Saturday, May 27

Ubuntu 6.06RC and why Sun will rule

It's raining in London, as usual. So I got a bit bored and decided to see if Ubuntu 6.06 was released yet. It's not, but a nice looking release candidate is.
And now to the interesting part...
Ubuntu 6.06 LTS (Dapper Drake) RC is available for Sun UltraSPARC
It's even got support for the new coolthreads servers. Many people where expecting this and now it's confirmed. Cool indeed.
To quote The Schwartz himself; Ubuntu is currently the most exciting Linux distribution on the market today. Take that your Redhatters! (I'm not even going to mention the SuSE guys, you are so out of the picture already).

This is yet another great move from Sun, they really show their support to let the customer do whatever they want with their hardware. Sun's core focus is to flog servers and if the customer wants more, and only if, they offer the end to end solution.
Myself along with lots of other sysadmins and DBA's out there like to have a bit of both. If we deploy a buisness critical HA Oracle system we do want to run Solaris and have the Sun Cluster suite, we want a rock solid support agreement and may even ask someone from Sun to come press the power-on button when we go live.
On other occations we don't want squat from Sun except a kick ass piece of hardware. Take a development system, development systems often change over time and they have to be flixible and cost effective.
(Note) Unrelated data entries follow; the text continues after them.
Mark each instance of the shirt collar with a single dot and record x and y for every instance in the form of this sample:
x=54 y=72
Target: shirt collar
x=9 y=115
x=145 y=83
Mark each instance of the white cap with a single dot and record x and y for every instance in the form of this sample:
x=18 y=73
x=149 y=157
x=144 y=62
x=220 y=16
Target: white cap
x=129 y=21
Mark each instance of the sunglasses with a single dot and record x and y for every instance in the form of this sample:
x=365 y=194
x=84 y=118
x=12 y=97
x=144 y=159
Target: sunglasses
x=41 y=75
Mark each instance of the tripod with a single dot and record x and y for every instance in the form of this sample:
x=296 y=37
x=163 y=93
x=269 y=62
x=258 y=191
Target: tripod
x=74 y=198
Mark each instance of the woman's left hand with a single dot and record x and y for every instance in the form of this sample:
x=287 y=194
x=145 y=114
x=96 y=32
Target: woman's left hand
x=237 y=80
If a proc fails we'll just take the next server in the pile and let Sun replace the proc later on (NBD). And not to mention that we tend install all sorts of weird peices on software on them.

My next question to Sun is (and I'm pretty sure they'll answer "Yes of course" to this one) is, will the Sun Ray server software be released for Linux on the T1's?

Can we dare Oracle to start supporting Ubuntu now? Come on Larry, you know it's the right thing to do.

Anyway, my 6.06 RC download is almost done. Time to burn a CD-RW and reboot.

Footnote,
The "LTS" bit in the Ubuntu release name stands for "Long term support", they now offer 3 year support for desktop released and an impressive 5 year support for server installs.